He didn't write a professional word until he was 40. Jerry Saltz  turned to driving a truck after a failed career as an artist (his CB handle was the Jewish Cowboy). When he turned to writing, Saltz did it with a vengeance. In 2018, he received the Pulitzer Prize for criticism.
Saltz's new book, "Art is Life," is a showcase of why he received that prize, a compilation of columns written over the past 22 years, a perfect (and accidental) reflection of the 21st century.
It's a collection where Saltz calls Robert Rauschenberg the American Picasso, that Philip Guston reinvented the sublime and recalls Beauford Delaney, a great black artist in his day who's now all but forgotten.
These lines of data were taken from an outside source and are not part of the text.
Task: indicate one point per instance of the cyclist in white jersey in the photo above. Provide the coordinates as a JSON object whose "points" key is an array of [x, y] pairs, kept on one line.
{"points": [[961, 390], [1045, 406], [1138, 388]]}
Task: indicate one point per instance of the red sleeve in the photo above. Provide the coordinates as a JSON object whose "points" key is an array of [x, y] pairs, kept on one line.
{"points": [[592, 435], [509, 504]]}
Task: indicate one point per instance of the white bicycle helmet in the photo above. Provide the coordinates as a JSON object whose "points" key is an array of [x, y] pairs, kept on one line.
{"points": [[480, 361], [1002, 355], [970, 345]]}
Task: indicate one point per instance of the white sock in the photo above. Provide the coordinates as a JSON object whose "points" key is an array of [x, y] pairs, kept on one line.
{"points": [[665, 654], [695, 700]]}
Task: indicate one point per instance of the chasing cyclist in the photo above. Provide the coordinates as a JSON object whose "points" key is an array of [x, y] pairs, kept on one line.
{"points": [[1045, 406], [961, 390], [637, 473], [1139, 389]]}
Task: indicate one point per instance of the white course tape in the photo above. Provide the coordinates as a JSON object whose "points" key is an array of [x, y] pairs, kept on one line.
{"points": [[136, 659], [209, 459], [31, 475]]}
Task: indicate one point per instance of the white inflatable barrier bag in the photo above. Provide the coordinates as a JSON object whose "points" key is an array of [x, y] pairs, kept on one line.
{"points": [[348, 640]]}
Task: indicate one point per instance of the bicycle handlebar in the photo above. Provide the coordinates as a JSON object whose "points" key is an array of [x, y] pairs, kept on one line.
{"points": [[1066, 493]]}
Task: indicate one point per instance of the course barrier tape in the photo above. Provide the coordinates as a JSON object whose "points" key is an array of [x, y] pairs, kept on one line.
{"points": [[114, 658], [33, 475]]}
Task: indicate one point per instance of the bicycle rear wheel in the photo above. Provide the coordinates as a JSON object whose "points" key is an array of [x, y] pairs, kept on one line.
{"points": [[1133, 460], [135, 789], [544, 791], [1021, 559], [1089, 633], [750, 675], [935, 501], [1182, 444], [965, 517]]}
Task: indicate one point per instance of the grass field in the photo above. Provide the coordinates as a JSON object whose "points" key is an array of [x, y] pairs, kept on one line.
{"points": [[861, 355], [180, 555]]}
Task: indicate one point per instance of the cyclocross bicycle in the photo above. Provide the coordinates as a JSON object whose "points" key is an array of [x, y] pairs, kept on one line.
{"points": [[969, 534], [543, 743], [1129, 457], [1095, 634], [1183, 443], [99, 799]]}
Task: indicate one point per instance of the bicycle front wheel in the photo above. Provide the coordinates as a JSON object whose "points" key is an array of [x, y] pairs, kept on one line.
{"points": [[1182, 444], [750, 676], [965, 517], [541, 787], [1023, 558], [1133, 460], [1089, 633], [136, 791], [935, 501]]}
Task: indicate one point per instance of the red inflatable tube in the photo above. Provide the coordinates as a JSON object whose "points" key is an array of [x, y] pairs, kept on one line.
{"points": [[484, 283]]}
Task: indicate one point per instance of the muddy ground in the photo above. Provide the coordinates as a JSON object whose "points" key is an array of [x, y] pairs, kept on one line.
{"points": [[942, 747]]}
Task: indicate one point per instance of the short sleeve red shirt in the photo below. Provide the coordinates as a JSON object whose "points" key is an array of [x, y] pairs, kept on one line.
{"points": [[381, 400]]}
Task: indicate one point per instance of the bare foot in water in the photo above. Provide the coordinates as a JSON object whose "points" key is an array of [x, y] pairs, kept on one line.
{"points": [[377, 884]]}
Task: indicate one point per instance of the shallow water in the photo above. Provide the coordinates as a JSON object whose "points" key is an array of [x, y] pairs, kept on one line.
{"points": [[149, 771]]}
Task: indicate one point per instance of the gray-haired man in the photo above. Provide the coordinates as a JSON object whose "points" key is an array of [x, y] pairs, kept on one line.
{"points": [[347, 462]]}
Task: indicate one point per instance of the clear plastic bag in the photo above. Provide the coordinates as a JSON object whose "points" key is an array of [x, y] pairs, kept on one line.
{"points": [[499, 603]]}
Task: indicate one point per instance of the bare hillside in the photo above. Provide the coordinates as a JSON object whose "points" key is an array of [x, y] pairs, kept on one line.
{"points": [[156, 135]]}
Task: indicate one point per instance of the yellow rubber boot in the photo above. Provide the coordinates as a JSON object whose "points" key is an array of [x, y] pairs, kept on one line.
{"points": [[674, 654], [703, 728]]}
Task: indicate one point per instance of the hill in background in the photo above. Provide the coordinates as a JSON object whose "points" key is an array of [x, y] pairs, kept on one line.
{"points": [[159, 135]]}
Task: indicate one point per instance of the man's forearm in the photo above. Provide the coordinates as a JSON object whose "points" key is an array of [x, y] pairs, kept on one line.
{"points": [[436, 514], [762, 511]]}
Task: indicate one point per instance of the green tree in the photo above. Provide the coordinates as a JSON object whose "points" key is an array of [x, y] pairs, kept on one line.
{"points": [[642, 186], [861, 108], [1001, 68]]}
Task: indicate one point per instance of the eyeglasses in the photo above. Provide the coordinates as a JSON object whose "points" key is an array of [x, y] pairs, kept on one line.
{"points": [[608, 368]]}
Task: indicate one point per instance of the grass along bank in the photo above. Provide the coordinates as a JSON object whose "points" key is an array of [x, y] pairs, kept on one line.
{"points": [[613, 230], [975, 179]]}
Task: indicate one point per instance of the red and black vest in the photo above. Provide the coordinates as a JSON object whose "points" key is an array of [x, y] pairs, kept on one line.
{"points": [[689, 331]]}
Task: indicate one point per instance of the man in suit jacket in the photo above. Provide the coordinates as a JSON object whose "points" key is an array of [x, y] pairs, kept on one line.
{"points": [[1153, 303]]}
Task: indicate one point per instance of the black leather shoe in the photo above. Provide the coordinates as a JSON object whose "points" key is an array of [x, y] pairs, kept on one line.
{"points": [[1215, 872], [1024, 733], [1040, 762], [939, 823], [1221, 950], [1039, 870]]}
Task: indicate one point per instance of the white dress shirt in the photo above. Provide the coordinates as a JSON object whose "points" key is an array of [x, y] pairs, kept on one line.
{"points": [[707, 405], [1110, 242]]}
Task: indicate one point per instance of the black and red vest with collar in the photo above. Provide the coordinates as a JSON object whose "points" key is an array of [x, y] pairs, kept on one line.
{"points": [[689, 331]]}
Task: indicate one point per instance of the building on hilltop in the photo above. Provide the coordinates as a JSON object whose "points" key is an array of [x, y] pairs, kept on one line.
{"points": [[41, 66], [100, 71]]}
As one of fewer than a dozen paid art critics (Saltz's own calculation) left in the U.S. in the era that's seen the dramatic decline of print, Saltz is senior art critic for New York magazine. He covers the ever-changing New York art scene with flair and abandon.
But, as he told Steve Tarter, he's a creature of the Midwest, growing up in suburban Chicago. In his book, Saltz relates being a teen drawn to the protests during the tumultuous 1968 Democratic National Convention held in Chicago. When folks saw Chicago police clubbing white kids rather than people of color that's when "my right-wing stepmother and all her friends turned against the war," he wrote.
Art is like a movie, Saltz told Tarter. "There's no right way to look at a movie or art. There's no way to prove that Leonardo Da Vinci is better than the calendar art you have in your house," he said.
"The story that art is telling you (is something ) you already know," said Saltz.